A little while back, Katharine and I decided to make a long-overdue visit to the Tenement Museum on the Lower East Side. We took the Sweat Shop tour, because it focused on Eastern European Jews around the turn of the century (from the 19th to the 20th), when most of my family immigrated. It was well worth the trip, and I would not be surprised if we went back to take another tour at some point. During the visit, I thought about my grandfather Peter, who, I remembered hearing, was born and lived in the neighborhood as a child. Firing up my phone, which was a bit incongruous in an apartment that barely had gas lighting during the time period we were discussing, I quickly confirmed that was the case.
The next day, I began poking around the genealogy sites, and found census records showing that, at one point, my grandfather lived only a few blocks from the museum, and even closer to where we had parked. It led to a flurry of downloading census and other records relating to my ancestors and my wife’s. Our parents were amused, seeing these old documents with their parents and grandparents listed, and we started hearing stories and memories that we had never heard before.
I bet that in most families there are stories that get told and retold over the years, but every once in a while, someone comes out with a new anecdote and it makes you wonder what else is out there. My parents are in their late 70s and my in-laws are in their 80s, and I’m glad that a little sniffing around in the past has prompted them to talk about some new things about their youth and our forebears.
Motivated to know more, and to record what we know, Katharine signed up for Familysearch.org, the genealogy website operated by the Mormons, which has lots of interesting stuff, and is free. She started putting in basic family information, and the website started connecting people to entries in its database. My family is hard to get too much information about–most of them were here by the very late 1800s, and before that, they lived in countries where not only do I not speak the language (except for one grandfather who was born in London), but where records have often not survived pogroms, revolutions and two World Wars. So, I pretty much found a few census records and ship manifests, but after my great-great grandparents, it is mostly a blank.
Katharine has long known much about her mother’s family. Her grandparents researched her Dutch farming roots back to The Netherlands, and did it the old way–by looking at physical records, typing out the information on a typewriter, then copying the pages into books that they gave to their family. So, when we started looking at her family on the website, we haven’t really focused on that branch. Instead, we looked at her father’s line. He had always been pretty closed mouth about his ancestors, which from all accounts were basically Midwesterners of modest means.
We learned otherwise. Turns out, there appear to be some lines that, with reasonable certainty, go back to all sorts of European royalty. I did find some apparent errors on Family Search, but even after fixing them, I found paths to and past William the Conqueror, Charlemagne, various kings of France, Russia, and even Vikings (now, when I watch the great History Channel show Vikings, I yell out at my wife’s fictionalized ancestors).

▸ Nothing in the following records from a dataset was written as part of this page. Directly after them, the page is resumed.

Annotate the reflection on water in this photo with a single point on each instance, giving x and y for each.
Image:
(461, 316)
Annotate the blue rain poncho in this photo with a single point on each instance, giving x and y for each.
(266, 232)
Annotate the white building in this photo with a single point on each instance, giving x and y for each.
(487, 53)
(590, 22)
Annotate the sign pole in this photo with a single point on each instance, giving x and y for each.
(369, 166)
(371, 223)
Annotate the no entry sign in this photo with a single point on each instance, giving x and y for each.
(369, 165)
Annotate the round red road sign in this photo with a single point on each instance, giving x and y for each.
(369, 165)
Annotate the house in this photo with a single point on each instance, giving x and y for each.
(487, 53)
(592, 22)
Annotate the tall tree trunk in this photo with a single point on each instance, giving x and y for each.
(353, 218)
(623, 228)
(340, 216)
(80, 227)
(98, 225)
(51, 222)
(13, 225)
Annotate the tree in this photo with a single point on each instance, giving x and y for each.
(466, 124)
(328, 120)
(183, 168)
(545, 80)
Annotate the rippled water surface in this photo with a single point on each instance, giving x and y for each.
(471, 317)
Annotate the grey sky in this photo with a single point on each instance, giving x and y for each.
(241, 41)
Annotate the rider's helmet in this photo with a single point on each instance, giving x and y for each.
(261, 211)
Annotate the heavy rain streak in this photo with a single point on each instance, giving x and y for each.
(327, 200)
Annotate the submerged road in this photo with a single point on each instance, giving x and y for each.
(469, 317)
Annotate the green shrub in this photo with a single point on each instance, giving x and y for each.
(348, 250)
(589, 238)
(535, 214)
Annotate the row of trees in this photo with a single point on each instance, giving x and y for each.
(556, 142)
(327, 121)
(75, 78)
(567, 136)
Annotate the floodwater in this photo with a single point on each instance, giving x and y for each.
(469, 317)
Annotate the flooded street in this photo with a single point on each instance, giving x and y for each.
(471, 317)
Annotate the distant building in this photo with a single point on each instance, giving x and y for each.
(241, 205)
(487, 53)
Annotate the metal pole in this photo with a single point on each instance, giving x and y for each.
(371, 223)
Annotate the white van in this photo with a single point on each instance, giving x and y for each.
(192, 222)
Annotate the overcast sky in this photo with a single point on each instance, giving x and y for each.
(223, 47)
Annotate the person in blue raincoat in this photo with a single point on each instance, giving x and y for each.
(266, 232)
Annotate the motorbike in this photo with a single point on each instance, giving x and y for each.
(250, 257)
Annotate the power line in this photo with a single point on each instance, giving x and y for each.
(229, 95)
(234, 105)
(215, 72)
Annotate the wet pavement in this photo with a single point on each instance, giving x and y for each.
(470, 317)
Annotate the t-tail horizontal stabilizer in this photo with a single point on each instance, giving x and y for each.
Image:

And a bunch of their ancestors were early settlers of the Colonies, coming over in the 1600s and settling in Massachusetts, Maryland, New Amsterdam, Maine, Pennsylvania and Connecticut before becoming pioneers in central and Western Pennsylvania, Ohio and Illinois, where my father-in-law was born (and fled the minute he could). There are Revolutionary War and Civil War veterans, including one who died in a battle during the Revolution and had his corpse imaginatively desecrated, and one who died fighting for the Union at the Battle of Kennesaw Mountain. My father-in-law has expressed less interest in the nobles, and more in the outlaws and gunslingers, and there appear to be a bunch of both in his ancestry.
It’s been fun, and my love of history has made me a little obsessive in trying to track down information and evidence. From the Internet, of course. I’m not crazy enough to start running around to libraries and archives. Not yet, at least.
There are a few songs about genealogy, and family trees and the like, and I could have gone there. But somehow, the Steely Dan song, “Kings,” from their debut, popped into my head as I was writing. That song mentions King John, signer of the Magna Carta and enemy of Robin Hood. If Family Search is correct, he is my father-in-law’s 24th or 25th great-grandfather. As the song notes, King John “plundered far and wide,” which might make my father-in-law happy.